J Street forum introduces group to Pittsburgh ahead of merger
As a prelude to the Jan. 1 merger of J Street and Brit Tzedek v’ Shalom, a panel discussion Sunday at the Jewish Community Center in Squirrel Hill introduced J Street to the Pittsburgh Jewish community.
Largely, the program, titled “Pro-Israel Pro-Peace: What’s the Conflict,” promoted the J Street position that a negotiated two-state solution is in Israel’s best interests while stalemate, which long has been the result of U.S. policy on Israel, can have disastrous consequences for the Jewish state.
The Pittsburgh chapter of Brit Tzedek v’Shalom sponsored the program.
J Street bills itself as the political arm of the pro-Israel, pro-peace movement. Established in 2008, the nonprofit organization supports diplomatic solutions over military ones; multilateral over unilateral approaches to conflict resolution; and dialogue over confrontation. In addition to its dovish advocacy component, J Street has its own PAC, which raises money for candidates who support its stances.
Likewise, Brit Tzedek v’Shalom, self-described “grassroots” Jewish organization, also supports a two-state solution. The two groups announced prior to J Street’s first national conference in October that they would merge.
During the Sunday program, a five-member panel addressed issues such as what J Street is, the difficulties Palestinians face in living under the “occupation.”
The panelists were Dan Resnick, a board member of the Pittsburgh Area Jewish Committee; Dr. Naftali Kaminski, physician and peace activist; Adam Hovne, a recent University of Pittsburgh graduate and Peace Corps volunteer; Nancy Bernstein, co-chair of Brit Tzedek v’ Shalom-Pittsburgh chapter; and Joel Rubin, a former J Street official and currently a columnist for The Jewish Chronicle.

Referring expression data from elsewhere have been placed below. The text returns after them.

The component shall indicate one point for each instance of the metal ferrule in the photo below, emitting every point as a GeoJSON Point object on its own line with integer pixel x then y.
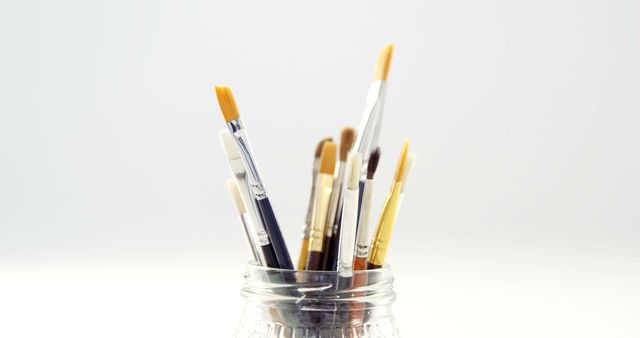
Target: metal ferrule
{"type": "Point", "coordinates": [347, 238]}
{"type": "Point", "coordinates": [369, 131]}
{"type": "Point", "coordinates": [261, 236]}
{"type": "Point", "coordinates": [380, 243]}
{"type": "Point", "coordinates": [336, 198]}
{"type": "Point", "coordinates": [362, 239]}
{"type": "Point", "coordinates": [242, 141]}
{"type": "Point", "coordinates": [307, 221]}
{"type": "Point", "coordinates": [324, 185]}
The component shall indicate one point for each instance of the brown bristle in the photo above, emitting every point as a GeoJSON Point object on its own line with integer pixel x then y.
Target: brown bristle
{"type": "Point", "coordinates": [347, 137]}
{"type": "Point", "coordinates": [353, 172]}
{"type": "Point", "coordinates": [227, 103]}
{"type": "Point", "coordinates": [402, 161]}
{"type": "Point", "coordinates": [384, 62]}
{"type": "Point", "coordinates": [328, 158]}
{"type": "Point", "coordinates": [321, 144]}
{"type": "Point", "coordinates": [372, 165]}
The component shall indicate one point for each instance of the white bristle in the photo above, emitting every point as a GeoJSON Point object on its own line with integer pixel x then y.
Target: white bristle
{"type": "Point", "coordinates": [231, 151]}
{"type": "Point", "coordinates": [407, 170]}
{"type": "Point", "coordinates": [354, 161]}
{"type": "Point", "coordinates": [232, 186]}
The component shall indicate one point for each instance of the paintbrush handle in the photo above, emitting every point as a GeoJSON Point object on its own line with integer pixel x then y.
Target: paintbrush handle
{"type": "Point", "coordinates": [273, 230]}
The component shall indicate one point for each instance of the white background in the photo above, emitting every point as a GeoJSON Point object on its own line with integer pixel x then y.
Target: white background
{"type": "Point", "coordinates": [522, 215]}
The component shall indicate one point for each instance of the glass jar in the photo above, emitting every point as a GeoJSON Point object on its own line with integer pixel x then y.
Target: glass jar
{"type": "Point", "coordinates": [319, 304]}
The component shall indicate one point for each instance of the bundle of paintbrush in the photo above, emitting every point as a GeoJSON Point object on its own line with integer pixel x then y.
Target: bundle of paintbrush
{"type": "Point", "coordinates": [337, 232]}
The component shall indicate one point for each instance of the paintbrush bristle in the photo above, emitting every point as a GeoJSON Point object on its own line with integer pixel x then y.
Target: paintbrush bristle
{"type": "Point", "coordinates": [321, 144]}
{"type": "Point", "coordinates": [347, 137]}
{"type": "Point", "coordinates": [328, 158]}
{"type": "Point", "coordinates": [232, 186]}
{"type": "Point", "coordinates": [384, 62]}
{"type": "Point", "coordinates": [402, 161]}
{"type": "Point", "coordinates": [407, 170]}
{"type": "Point", "coordinates": [227, 103]}
{"type": "Point", "coordinates": [372, 165]}
{"type": "Point", "coordinates": [353, 164]}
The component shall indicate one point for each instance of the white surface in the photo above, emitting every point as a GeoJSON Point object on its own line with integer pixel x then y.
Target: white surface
{"type": "Point", "coordinates": [522, 211]}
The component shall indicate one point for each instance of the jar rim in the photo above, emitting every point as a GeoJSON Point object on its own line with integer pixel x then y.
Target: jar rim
{"type": "Point", "coordinates": [296, 288]}
{"type": "Point", "coordinates": [253, 266]}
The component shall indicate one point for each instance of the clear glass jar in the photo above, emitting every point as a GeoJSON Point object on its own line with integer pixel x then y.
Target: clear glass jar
{"type": "Point", "coordinates": [319, 304]}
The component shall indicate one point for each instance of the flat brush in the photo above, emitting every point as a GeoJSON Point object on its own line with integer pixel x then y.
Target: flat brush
{"type": "Point", "coordinates": [236, 128]}
{"type": "Point", "coordinates": [332, 228]}
{"type": "Point", "coordinates": [411, 158]}
{"type": "Point", "coordinates": [362, 238]}
{"type": "Point", "coordinates": [304, 250]}
{"type": "Point", "coordinates": [324, 185]}
{"type": "Point", "coordinates": [232, 186]}
{"type": "Point", "coordinates": [371, 122]}
{"type": "Point", "coordinates": [380, 243]}
{"type": "Point", "coordinates": [261, 238]}
{"type": "Point", "coordinates": [349, 216]}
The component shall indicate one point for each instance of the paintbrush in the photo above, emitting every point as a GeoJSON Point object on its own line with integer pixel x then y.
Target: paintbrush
{"type": "Point", "coordinates": [324, 185]}
{"type": "Point", "coordinates": [362, 238]}
{"type": "Point", "coordinates": [332, 228]}
{"type": "Point", "coordinates": [380, 243]}
{"type": "Point", "coordinates": [349, 216]}
{"type": "Point", "coordinates": [266, 252]}
{"type": "Point", "coordinates": [304, 250]}
{"type": "Point", "coordinates": [236, 128]}
{"type": "Point", "coordinates": [371, 122]}
{"type": "Point", "coordinates": [232, 186]}
{"type": "Point", "coordinates": [405, 177]}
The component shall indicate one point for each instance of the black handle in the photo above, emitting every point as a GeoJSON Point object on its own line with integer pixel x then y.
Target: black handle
{"type": "Point", "coordinates": [275, 235]}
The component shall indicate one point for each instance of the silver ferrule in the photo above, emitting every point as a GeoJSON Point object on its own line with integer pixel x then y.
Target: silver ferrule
{"type": "Point", "coordinates": [242, 141]}
{"type": "Point", "coordinates": [308, 218]}
{"type": "Point", "coordinates": [368, 136]}
{"type": "Point", "coordinates": [252, 209]}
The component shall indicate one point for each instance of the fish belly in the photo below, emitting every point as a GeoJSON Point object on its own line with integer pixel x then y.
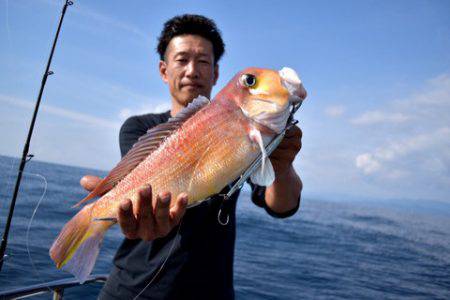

Rabbi Art Donsky, who also co-chairs the Pittsburgh chapter of Brit Tzedek v’ Shalom, moderated the program.
Resnick said Jews coming of age today see a very different Israel than the one his generation growing up in the 1930s and ’40s witnessed.
“The Israel my children have known is an Israel as an occupying power,” he said, an Israel surrounded by hostile neighbors. “Pro-peace, pro-Israel is the only way to restore Israel’s image.”
Quoting U.S. National Security Advisor James Jones, who spoke at J Street’s national conference in October, Resnick said the Israel–Palestinian issue must be resolved before the Iran threat can be properly addressed.
Bernstein just returned from Israel with the Womens Donor Network. While there, she toured the West Bank and met with Israeli human rights groups that monitor abuse of Palestinian rights.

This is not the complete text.